Dringlichkeitsantrag der Abgeordneten Hubert Aiwanger, Tanja Schweiger, Ulrike Müller, Dr. Leopold Herz, Dr. Hans Jürgen Fahn, Thorsten Glauber und Fraktion (FW)
Vergütungspflicht für Strom aus Photovoltaikanlagen im Erneuerbare-Energien-Gesetz auf ursprüngliche Grünlandflächen ausdehnen
Der Landtag wolle beschließen:
Die Staatsregierung wird aufgefordert, sich im Bundesrat und bei der Bundesregierung dafür einzusetzen, dass eine Vergütungspflicht des Netzbetreibers für Strom aus einer Anlage nach § 32 Abs. 3 Nr. 3 EEG auch für Grünflächen besteht, die zur Errichtung dieser Anlage im Bebauungsplan ausgewiesen sind und zum Zeitpunkt des Beschlusses über die Aufstellung oder Änderung des Bebauungsplans in den letzten drei vorangegangenen Jahren als Grünland genutzt wurden.
Begründung:
Im EEG, Stand 29. Juli 2009, werden bisher im § 32 Abs. 3 Nr. 3 ausschließlich Grünflächen in die Vergütungspflicht des Netzbetreibers einbezogen, die in den vorangegangenen Jahren als Ackerland genutzt wurden.

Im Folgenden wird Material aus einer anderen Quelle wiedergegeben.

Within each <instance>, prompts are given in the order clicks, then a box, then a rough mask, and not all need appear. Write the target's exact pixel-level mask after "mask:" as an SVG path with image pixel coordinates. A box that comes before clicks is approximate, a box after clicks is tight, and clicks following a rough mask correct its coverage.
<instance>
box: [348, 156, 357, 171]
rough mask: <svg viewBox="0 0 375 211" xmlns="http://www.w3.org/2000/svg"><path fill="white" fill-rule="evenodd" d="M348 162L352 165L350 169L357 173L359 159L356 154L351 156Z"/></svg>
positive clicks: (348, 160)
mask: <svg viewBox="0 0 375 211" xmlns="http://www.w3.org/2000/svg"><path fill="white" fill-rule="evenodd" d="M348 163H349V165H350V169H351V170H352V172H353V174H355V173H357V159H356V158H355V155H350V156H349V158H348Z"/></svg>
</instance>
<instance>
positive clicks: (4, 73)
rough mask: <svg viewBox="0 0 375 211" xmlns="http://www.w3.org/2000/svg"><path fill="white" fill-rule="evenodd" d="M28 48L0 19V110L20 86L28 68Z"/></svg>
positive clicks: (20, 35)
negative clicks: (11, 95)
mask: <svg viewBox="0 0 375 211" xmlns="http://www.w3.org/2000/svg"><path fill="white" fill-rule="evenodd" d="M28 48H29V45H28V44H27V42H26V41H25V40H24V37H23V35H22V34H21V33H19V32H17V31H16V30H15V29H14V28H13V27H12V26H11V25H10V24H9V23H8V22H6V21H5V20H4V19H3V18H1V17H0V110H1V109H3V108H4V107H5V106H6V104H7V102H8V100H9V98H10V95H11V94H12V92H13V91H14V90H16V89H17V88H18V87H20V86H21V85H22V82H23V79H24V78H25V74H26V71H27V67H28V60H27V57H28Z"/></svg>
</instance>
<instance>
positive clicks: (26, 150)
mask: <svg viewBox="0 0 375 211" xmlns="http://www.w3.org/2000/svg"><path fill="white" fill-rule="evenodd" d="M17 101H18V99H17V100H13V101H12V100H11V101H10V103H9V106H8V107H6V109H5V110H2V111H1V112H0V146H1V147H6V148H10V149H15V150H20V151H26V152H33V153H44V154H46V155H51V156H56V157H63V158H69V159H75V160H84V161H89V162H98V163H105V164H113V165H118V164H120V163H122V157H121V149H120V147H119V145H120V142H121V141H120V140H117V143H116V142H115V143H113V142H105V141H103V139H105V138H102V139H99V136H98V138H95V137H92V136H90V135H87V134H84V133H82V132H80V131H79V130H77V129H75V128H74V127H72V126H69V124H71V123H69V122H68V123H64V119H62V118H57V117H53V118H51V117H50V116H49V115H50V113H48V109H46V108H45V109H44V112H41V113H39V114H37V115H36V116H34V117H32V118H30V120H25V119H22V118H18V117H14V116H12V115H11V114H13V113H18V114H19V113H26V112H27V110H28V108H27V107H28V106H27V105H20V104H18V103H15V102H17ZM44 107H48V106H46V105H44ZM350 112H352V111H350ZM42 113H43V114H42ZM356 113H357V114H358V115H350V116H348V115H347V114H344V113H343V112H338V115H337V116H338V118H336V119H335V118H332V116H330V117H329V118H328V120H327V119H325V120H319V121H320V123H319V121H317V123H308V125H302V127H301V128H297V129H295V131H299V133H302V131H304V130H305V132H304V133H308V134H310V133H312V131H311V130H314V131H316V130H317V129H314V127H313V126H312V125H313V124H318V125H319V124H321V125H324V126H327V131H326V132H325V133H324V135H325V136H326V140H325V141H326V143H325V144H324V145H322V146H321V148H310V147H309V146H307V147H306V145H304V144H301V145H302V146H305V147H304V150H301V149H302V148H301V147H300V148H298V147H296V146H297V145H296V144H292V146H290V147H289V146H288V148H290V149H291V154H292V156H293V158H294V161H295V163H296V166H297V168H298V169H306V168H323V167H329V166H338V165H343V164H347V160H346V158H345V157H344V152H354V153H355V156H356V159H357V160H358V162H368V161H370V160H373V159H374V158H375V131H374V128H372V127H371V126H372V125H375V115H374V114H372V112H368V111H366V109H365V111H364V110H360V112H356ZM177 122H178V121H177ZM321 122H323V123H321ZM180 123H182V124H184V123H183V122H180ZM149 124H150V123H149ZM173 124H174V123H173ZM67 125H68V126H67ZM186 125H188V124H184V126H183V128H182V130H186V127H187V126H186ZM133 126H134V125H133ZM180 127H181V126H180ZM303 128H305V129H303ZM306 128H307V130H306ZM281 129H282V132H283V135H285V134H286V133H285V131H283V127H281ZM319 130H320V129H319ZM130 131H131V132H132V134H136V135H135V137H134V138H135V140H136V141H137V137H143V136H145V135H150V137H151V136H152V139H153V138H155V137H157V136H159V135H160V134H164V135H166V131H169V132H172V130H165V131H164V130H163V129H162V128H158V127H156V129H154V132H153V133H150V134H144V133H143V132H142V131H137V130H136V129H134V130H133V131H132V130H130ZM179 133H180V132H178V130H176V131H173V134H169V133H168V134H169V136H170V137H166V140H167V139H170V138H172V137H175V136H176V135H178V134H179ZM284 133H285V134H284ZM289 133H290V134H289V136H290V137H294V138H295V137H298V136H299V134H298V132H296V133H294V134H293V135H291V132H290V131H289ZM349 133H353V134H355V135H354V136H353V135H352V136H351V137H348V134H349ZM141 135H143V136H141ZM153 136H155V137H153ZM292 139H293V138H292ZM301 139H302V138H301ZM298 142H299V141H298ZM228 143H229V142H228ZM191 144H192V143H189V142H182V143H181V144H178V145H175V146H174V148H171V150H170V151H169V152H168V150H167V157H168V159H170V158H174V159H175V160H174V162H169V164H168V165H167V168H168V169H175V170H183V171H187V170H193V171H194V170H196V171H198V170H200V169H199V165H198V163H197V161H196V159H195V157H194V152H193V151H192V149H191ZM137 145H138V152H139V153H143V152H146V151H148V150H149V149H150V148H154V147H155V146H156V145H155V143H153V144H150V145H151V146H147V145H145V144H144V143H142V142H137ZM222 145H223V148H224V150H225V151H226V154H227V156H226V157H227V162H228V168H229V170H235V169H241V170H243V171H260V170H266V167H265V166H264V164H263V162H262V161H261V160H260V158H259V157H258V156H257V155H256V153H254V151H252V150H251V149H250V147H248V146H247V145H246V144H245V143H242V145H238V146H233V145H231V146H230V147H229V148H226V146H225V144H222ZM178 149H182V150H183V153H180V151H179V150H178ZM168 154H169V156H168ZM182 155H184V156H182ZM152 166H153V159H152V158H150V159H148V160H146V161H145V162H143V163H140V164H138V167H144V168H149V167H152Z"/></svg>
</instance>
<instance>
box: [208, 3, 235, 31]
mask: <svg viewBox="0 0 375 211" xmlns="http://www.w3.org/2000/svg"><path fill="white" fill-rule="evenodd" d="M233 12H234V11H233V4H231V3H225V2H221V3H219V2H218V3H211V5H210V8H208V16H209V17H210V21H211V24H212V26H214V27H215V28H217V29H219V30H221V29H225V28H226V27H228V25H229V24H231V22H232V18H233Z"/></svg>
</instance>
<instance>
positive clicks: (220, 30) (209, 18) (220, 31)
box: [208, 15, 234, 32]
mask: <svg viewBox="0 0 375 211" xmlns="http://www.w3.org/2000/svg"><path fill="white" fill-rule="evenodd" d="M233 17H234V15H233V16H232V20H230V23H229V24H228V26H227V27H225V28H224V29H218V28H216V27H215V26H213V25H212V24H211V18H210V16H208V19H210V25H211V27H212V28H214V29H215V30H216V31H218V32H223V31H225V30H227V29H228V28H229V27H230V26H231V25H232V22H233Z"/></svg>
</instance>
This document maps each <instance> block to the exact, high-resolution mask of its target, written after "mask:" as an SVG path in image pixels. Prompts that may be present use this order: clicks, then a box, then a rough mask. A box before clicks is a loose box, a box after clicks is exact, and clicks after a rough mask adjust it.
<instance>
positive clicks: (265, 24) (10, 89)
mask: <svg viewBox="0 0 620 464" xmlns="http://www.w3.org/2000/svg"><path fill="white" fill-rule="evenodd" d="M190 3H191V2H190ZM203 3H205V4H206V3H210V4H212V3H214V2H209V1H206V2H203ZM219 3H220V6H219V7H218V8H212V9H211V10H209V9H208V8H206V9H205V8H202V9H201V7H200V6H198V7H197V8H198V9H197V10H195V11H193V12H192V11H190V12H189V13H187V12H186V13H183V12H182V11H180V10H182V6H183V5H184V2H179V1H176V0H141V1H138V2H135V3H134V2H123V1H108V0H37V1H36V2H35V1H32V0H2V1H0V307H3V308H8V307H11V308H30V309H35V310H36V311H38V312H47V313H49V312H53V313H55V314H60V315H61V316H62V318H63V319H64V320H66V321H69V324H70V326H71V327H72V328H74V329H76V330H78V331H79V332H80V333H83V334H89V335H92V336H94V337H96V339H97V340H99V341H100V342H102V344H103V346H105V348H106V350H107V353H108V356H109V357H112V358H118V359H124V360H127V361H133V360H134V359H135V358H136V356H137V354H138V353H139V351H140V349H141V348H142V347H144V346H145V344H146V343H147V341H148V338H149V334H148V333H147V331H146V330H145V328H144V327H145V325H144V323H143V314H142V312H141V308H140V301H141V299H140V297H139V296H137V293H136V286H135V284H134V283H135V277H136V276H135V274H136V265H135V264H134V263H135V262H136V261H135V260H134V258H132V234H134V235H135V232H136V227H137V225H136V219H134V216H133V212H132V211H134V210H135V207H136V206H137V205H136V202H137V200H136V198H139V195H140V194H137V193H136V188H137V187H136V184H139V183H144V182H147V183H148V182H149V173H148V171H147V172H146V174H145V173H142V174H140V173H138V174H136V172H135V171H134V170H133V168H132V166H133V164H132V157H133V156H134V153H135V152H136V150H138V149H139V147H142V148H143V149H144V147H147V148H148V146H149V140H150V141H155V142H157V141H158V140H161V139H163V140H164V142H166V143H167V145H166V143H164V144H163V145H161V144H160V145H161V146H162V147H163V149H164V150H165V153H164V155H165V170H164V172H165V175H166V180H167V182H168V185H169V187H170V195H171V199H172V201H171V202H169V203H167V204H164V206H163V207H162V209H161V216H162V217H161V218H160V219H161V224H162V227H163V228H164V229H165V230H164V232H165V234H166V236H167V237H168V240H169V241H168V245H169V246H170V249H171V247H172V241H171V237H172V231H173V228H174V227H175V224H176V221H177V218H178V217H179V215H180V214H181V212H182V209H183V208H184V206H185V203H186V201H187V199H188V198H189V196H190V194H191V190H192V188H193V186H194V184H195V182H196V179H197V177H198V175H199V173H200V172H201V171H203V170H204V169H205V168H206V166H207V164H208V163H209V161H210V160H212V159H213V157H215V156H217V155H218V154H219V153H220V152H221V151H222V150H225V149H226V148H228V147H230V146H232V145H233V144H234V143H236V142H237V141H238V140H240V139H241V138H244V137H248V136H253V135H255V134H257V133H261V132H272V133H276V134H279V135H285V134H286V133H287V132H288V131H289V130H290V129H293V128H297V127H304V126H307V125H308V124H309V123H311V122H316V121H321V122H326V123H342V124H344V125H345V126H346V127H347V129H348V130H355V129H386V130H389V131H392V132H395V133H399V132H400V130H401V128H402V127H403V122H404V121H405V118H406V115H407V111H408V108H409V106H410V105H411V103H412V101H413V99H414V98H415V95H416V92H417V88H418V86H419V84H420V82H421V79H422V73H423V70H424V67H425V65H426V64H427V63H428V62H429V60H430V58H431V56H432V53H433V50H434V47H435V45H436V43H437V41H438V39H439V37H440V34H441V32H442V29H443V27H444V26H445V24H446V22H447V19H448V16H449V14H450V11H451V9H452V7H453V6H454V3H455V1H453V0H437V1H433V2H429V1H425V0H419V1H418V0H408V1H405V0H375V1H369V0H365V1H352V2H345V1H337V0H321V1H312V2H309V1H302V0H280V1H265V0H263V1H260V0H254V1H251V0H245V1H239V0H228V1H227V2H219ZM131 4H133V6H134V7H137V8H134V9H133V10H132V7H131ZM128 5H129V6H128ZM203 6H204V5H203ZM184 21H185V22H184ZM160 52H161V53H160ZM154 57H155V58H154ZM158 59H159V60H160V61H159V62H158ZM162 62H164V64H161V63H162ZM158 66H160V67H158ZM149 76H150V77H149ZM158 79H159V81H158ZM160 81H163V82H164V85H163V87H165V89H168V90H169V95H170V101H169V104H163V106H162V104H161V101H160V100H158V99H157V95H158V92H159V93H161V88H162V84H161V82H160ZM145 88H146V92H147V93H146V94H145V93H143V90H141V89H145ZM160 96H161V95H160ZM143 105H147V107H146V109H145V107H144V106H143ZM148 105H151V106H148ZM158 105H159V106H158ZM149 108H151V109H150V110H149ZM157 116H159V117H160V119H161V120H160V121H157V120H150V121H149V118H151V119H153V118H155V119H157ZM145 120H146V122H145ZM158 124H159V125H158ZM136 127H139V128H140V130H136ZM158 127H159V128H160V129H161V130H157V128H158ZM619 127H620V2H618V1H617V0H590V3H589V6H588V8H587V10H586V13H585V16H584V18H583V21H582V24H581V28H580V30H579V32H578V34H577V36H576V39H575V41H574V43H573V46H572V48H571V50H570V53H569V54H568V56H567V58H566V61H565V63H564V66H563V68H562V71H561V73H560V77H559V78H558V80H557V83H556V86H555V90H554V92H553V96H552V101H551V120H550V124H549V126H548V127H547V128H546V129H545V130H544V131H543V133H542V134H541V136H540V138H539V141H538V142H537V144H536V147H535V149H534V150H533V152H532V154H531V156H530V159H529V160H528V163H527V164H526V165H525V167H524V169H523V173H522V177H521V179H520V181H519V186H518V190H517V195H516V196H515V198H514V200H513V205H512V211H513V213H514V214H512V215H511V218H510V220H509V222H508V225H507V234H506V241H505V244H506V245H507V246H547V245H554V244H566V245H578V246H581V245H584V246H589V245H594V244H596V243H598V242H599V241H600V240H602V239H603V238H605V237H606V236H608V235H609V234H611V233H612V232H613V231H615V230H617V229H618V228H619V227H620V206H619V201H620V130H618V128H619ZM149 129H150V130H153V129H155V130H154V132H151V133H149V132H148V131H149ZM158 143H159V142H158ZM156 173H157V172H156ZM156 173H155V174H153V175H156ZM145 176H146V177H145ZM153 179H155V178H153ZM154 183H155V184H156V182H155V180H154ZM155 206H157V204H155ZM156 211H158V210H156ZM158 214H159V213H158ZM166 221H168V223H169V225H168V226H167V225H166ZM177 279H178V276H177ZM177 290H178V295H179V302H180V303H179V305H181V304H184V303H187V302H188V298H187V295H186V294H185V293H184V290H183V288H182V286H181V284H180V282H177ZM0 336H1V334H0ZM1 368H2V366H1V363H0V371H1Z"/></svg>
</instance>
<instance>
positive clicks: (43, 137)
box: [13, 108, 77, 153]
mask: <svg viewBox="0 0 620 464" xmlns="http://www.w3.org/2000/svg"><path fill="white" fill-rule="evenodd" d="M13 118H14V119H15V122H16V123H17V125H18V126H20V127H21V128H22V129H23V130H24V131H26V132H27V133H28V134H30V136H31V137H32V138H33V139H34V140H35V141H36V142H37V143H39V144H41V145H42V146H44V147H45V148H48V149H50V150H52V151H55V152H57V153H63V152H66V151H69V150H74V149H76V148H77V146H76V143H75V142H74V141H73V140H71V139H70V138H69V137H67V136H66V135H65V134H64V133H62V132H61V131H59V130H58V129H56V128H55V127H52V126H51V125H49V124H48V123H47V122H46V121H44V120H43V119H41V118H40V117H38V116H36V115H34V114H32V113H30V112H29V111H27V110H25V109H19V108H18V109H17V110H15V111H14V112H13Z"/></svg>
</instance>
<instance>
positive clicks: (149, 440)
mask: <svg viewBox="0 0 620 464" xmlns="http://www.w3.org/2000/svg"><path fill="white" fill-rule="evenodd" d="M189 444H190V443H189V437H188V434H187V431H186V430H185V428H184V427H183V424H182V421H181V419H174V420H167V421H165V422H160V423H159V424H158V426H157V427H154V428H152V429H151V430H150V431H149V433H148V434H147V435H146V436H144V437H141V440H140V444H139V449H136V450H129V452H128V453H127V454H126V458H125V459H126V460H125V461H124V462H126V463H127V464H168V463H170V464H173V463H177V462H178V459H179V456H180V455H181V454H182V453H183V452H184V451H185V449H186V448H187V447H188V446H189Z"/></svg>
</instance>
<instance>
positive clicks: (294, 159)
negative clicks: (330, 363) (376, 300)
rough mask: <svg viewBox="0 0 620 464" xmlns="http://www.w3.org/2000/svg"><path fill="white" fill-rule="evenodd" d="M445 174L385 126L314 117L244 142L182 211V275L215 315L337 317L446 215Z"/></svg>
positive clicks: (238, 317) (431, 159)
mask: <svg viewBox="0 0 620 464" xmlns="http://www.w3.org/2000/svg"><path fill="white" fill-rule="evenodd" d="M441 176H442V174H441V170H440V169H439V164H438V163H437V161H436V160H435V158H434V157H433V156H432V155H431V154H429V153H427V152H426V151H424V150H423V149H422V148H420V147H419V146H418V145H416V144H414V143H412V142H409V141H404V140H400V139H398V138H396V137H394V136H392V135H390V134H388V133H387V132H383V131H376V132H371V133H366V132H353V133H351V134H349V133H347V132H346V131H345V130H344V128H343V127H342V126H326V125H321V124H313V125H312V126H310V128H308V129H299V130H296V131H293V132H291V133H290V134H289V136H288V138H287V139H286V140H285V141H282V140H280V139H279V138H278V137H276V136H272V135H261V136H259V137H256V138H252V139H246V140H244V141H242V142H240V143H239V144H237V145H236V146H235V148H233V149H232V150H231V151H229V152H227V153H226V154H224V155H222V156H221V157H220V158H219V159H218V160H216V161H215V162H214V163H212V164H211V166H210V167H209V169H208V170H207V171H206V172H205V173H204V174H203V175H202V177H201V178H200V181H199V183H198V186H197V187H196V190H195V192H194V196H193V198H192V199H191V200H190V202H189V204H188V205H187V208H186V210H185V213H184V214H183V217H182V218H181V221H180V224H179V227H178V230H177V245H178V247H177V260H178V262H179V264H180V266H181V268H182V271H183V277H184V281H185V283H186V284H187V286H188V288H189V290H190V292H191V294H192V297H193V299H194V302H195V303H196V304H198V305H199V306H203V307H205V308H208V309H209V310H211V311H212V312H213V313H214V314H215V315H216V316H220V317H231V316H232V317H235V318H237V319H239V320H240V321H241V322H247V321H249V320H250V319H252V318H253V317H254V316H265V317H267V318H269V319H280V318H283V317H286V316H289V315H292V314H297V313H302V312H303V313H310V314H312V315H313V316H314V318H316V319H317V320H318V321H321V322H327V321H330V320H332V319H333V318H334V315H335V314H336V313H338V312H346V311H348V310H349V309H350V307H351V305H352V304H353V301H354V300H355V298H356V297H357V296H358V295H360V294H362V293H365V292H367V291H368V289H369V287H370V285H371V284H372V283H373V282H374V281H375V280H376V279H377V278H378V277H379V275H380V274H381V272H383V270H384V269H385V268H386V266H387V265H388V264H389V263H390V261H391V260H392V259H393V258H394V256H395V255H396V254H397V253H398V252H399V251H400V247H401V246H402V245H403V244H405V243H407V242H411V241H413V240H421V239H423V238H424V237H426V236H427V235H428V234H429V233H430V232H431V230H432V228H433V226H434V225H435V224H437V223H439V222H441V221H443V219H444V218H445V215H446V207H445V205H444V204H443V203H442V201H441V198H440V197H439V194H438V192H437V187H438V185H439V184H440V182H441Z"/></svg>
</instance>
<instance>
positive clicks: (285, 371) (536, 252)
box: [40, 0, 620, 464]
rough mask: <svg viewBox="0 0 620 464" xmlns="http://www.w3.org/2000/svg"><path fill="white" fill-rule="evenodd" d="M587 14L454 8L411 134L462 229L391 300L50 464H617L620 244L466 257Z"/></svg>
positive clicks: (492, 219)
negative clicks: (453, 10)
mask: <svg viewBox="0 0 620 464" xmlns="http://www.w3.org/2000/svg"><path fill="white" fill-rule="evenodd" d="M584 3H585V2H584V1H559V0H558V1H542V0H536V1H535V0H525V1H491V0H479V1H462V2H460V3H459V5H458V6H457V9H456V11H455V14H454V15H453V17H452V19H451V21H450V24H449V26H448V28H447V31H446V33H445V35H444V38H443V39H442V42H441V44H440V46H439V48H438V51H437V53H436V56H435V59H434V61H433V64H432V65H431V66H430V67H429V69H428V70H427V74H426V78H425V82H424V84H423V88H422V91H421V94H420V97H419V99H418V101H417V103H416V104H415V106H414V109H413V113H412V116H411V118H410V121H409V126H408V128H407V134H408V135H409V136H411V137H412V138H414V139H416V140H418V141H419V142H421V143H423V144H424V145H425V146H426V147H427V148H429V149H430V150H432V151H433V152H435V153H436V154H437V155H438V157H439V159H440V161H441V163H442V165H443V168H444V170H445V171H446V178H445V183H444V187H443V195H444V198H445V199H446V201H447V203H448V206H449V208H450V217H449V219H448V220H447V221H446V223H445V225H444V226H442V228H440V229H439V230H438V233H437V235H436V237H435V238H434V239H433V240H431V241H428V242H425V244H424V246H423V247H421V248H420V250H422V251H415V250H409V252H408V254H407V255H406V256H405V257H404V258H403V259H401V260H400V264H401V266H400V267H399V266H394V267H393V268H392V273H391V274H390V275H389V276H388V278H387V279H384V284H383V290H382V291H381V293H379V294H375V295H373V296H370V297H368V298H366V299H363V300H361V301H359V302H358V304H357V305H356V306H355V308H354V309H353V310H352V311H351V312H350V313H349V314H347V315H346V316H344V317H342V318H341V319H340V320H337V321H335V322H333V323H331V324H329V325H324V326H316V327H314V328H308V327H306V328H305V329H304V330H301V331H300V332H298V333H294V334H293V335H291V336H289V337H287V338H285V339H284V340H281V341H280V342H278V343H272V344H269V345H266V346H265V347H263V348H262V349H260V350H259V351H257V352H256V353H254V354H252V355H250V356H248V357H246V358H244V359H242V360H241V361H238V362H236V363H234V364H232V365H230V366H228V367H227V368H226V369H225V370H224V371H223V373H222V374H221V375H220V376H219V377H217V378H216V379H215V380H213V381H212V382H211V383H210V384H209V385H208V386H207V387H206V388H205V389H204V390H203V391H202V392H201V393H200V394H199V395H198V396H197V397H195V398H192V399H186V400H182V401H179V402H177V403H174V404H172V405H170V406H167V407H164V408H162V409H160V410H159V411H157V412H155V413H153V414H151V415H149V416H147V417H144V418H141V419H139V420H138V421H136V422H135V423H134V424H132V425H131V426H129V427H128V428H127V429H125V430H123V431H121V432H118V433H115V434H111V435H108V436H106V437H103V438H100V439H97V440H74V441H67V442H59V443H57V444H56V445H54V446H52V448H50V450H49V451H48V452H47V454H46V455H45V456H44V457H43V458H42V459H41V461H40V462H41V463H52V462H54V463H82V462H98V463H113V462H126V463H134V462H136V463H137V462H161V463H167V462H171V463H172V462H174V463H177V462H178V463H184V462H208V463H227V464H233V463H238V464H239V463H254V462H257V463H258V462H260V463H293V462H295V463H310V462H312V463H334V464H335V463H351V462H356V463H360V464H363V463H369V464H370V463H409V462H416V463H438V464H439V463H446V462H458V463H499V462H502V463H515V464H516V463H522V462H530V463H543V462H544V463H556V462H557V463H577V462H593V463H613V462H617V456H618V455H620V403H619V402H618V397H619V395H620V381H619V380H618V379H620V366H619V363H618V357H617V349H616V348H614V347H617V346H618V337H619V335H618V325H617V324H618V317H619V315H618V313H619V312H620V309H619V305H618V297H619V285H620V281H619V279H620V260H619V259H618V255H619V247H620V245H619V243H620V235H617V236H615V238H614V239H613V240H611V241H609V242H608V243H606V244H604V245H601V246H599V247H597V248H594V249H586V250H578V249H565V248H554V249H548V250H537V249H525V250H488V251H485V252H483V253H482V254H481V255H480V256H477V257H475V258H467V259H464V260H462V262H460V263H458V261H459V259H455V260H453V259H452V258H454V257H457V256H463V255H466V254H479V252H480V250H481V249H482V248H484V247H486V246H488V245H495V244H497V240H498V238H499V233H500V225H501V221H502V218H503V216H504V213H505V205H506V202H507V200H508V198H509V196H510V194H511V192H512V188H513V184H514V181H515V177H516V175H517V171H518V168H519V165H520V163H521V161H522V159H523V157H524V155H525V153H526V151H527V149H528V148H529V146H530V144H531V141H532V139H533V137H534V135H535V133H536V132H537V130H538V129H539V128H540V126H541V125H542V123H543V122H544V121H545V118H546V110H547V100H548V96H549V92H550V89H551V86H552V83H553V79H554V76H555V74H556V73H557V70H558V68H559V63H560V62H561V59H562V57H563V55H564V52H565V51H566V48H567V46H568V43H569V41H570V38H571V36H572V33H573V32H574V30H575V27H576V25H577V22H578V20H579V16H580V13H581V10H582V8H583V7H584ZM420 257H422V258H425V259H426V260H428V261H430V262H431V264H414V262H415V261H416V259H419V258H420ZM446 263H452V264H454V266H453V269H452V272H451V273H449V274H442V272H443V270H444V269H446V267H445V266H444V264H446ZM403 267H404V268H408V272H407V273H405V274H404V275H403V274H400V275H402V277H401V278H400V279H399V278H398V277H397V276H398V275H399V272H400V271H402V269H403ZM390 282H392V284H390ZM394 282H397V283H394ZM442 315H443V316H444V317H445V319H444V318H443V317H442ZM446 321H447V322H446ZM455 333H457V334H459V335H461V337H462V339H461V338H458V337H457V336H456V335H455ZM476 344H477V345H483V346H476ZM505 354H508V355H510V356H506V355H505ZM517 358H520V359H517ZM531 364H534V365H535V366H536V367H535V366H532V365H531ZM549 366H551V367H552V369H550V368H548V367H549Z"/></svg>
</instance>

Flächen, die bereits vor ihrer Ausweisung im Bebauungsplan als Grünland genutzt wurden, sind gegenwärtig ausgeschlossen. Dies kann weder im Sinne des Gesetzes noch im Interesse des Naturschutzes oder der Landwirtschaft sein und muss deswegen berichtigt werden. Die bisherige Formulierung behindert die Ziele des EEG, den Anteil der Stromgewinnung aus erneuerbaren Energien bis 2030 auf mindestens 30 Prozent zu erhöhen und der Photovoltaik einen angemessenen Anteil zuzugestehen. Ortsnahe landwirtschaftliche Flächen sind meist Grünlandflächen, die bei einer Folgenutzung als Photovoltaikstandort einer Zersiedelung der Landschaft entgegenwirken. Die Nutzung von hochwertigem Ackerland als Photovoltaikanlagenstandort stößt auf zunehmende Skepsis in der Öffentlichkeit und in landwirtschaftlichen Fachkreisen, während Grünlandstandorte häufig ohne Nutzungsalternative in größerem Umfang zur Verfügung stehen. Eine ökologische Entwertung von Grünlandflächen findet durch die aufgeständerten Photovoltaikanlagen nicht statt. Mit dem Eigentum an Grund und Boden ist für den Grundstückseigentümer grundsätzlich das Recht verbunden, sein Grundstück nach seiner Wahl zu nutzen, z.B. das Grundstück selbst landwirtschaftlich zu nutzen, für den Zweck zu verpachten, stillzulegen oder zu bebauen. Die Wahlfreiheit gilt auch bei der Nutzung des Grundstücks zur Stromgewinnung mittels Photovoltaikanlagen. Angesichts der aktuellen, unzureichenden und unter dem Produktionswert liegenden Erzeugerpreise sind landwirtschaftliche Betriebe gezwungen, sich bietende Alternativen im Erneuerbare-Energien-Sektor zu prüfen und ggf. zu nutzen. In der Begründung des Gesetzes heißt es: „Die Umwandlung in Grünland trägt zur Verminderung der Bodenerosion und der Verbesserung der Aufnahmefähigkeit von Niederschlagswasser bei.“ Dies zeigt den Wunsch des Gesetzgebers an, dass diese Umwandlung von Ackerland in Grünland möglichst frühzeitig erfolgt. Noch besser ist es für diesen Zweck, wenn die Fläche bereits ursprünglich als Grünland genutzt wurde und nicht erst zum Zweck der Nutzung für Photovoltaik aus Ackerland umgewandelt wurde.